A key member of Donald Trump's transition team said the incoming administration is exploring ways to fund fixing bridges and roads including by establishing an "infrastructure bank," a concept Hillary Clinton promoted and the Republican's campaign had previously derided.
Steven Mnuchin, a member of the team's executive committee who was recommended for the position of Treasury secretary, said in brief comments to reporters Wednesday that a "very big focus is regulatory changes, looking at the creation of an infrastructure bank to fund infrastructure investments."
Mr. Trump's campaign had criticized Ms. Clinton's proposed infrastructure bank as being "controlled by politicians and bureaucrats in Washington" and funded by a "$275-billion [U.S.] tax increase on American businesses."

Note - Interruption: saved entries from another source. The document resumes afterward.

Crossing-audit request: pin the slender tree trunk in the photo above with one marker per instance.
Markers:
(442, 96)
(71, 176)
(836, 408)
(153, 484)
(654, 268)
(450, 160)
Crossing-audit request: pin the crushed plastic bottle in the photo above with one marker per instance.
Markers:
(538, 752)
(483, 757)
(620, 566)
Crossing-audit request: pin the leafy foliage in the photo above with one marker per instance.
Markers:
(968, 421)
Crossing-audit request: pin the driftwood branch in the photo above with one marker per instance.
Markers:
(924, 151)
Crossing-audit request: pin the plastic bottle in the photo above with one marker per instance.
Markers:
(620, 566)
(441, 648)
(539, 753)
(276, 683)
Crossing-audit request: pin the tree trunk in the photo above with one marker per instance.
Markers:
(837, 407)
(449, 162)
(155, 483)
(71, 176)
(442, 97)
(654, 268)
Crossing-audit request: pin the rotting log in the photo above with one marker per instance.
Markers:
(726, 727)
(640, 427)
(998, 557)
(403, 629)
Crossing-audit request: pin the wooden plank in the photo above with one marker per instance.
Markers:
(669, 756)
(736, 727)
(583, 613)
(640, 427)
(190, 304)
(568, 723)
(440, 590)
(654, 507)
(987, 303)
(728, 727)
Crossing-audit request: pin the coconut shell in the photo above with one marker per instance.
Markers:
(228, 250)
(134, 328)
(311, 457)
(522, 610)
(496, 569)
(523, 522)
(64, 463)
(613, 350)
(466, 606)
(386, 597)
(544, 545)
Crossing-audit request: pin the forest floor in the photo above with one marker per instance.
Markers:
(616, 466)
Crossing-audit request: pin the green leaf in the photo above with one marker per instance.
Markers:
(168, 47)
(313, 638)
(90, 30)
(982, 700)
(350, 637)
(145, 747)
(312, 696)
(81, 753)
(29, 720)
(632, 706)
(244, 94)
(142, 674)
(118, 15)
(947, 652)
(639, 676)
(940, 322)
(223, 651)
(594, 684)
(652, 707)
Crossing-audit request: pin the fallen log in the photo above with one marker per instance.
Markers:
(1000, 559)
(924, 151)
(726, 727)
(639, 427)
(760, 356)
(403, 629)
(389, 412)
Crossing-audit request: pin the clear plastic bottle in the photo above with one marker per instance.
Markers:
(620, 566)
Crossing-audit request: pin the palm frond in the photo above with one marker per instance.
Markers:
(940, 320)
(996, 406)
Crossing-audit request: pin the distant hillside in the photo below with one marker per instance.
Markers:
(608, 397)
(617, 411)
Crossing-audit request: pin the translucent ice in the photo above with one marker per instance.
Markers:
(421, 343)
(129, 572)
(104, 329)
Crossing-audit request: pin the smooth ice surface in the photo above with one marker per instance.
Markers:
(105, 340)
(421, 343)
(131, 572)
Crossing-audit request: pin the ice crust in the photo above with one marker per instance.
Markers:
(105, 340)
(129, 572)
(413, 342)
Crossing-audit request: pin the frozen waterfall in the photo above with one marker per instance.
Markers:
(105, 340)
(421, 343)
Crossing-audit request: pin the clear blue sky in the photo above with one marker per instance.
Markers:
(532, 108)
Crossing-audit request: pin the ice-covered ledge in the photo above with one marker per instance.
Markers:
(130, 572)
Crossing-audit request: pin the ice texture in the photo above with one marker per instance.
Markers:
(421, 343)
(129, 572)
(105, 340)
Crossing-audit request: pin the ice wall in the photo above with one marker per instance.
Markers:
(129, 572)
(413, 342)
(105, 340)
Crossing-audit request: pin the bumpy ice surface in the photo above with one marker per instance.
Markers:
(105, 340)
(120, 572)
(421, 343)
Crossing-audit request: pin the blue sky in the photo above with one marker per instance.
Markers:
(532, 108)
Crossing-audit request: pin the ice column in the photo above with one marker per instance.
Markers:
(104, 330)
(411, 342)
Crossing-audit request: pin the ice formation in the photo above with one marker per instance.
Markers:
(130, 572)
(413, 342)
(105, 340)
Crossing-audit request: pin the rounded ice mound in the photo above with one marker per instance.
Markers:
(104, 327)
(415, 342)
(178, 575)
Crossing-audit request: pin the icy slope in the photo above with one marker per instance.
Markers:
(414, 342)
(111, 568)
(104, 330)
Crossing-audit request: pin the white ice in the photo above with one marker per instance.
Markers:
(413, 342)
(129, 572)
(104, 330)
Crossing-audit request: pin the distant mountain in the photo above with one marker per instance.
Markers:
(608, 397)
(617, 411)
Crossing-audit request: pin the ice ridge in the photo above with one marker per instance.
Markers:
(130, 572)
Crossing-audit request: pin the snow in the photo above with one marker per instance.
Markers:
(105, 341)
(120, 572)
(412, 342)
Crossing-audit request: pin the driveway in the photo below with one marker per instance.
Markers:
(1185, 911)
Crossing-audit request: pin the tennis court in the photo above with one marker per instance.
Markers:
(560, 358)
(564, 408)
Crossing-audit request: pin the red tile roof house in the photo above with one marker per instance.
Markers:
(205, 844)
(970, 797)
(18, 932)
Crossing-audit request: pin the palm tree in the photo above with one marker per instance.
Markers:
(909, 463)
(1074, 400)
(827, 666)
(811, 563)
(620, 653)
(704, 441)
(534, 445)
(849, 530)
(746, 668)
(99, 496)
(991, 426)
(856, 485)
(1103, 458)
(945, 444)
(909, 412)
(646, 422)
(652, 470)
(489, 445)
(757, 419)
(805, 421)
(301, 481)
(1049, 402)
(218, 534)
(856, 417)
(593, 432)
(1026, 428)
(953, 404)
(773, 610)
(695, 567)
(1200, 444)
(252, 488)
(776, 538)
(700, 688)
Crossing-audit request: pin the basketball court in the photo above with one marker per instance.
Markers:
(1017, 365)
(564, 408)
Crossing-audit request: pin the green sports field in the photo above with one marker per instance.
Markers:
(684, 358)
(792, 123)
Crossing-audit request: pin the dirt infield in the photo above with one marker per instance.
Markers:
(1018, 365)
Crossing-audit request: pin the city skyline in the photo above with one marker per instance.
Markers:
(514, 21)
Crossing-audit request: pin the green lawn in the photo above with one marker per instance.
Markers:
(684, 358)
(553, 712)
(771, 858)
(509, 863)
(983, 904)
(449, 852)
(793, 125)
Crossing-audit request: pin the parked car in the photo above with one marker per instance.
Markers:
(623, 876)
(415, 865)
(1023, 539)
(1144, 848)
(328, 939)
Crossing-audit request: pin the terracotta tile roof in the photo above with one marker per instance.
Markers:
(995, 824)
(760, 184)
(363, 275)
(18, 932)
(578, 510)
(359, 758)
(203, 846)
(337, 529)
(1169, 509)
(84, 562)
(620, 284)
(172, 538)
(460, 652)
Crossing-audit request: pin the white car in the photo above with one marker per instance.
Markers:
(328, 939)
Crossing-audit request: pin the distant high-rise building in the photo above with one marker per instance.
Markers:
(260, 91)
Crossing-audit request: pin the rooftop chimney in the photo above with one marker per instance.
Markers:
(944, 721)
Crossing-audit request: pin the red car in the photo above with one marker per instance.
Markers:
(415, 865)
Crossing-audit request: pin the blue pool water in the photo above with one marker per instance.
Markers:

The president-elect's economic advisers previously said infrastructure spending can be unleashed without creating a government entity. They released a plan in October advocating the provision of as much as $140-billion in tax credits to support $1-trillion in infrastructure investment, which would offset the credits through tax revenue from the projects' labour wages and business profits.
Mr. Mnuchin and spokespeople for Mr. Trump didn't immediately respond to requests to elaborate.
According to Ms. Clinton's campaign website, her five-year plan would have allocated $250-billion to direct public investment in infrastructure and $25-billion to an infrastructure bank.
The new institution would leverage the funds to support as much as an additional $225-billion in loans, loan guarantees and other "forms of credit enhancement."
"The economic priorities are clearly taxes, regulatory, trade and infrastructure," Mr. Mnuchin said at the Trump Tower in New York.
"Right now, we're just all in the planning stages, you can see. We want to be in a position where in the first hundred days we can execute the economic plan."
Whether Mr. Trump's ultimate proposal involves an infrastructure bank or tax credits, the plan's success, if enacted, may depend partly on the extent to which private companies and investors find sufficient incentives to put up their own money for individual projects.